Saturday, August 8, 2020

KINGS OF THE FOREST

"Sunday we were led to the big trees, not, indeed, the very largest, but large enough to gratify my curiosity. In company of several gentlemen, besides Mr. Joseph Bloch and his family, we took a ride into the mountains, which in scenery and vegetation are like the Sierra Nevada. A winding road cut into the mountain above the [San Lorenzo] River, leads along a terrible precipice upward through a forest of tall, red trees, a species of cedars and thick undergrowth. The precipice of the narrow canyon, pierced by the river, becomes steeper as you ascend, so that you roll on the edge of a perpendicular wall, as it were, 500 to 800 feet high. The horses and the driver do not appear to mind it, for they go as fast as if they were on a level turnpike in Ohio. The narrow gauge railroad is now below and then above you. Where the canyon widens there are powder mills and saw mills, sometimes 500 to 600 feet perpendicularly below you."

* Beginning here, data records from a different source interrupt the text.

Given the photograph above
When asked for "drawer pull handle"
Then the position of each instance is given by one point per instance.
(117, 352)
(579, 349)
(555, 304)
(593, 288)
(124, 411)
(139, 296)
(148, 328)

Author's Personal Collection

"We have driven seven miles through the forest, the size of the trees always increasing. Now we leave the main road, cross the river and ascend a steep hill and we are among the big trees. I measured one and found the circumference of the base to be seventy-five feet. Their growth is similar to the hickory, tall, straight and without branches, to a height of perhaps fifty to seventy-five feet. Some of these large trees are nearly two hundred feet high. There is an abundance of them on this mountain. Several of them have been burned out at the base to serve as huts for human beings, and in one of them a shoemaker had a regular cabin with windows cut through the body of the tree. There is a regular picnic ground among these trees. Platforms are constructed for the usual purposes, and a family has made its home there, selling things for the accomodations of the sightseers, of whom quite a number have been there to-day. The grove, composed of these kings of the forest, gray with moss and surrounded by luxuriant shrubs and young trees, looks mighty, dark and mysterious. The awful silence is interrupted by swarms of blue birds only. Here is unrolled to your gaze nature in her strength and as majestic as on the first Sabbath when creation had just been finished."

"After six hours gazing we returned to Santa Cruz with impressions of the grand and awful which can hardly be described ... In the evening there was a meeting of all the Isrselites of this city in the St. Charles Hotel. There were twenty gentlemen and nineteen ladies there."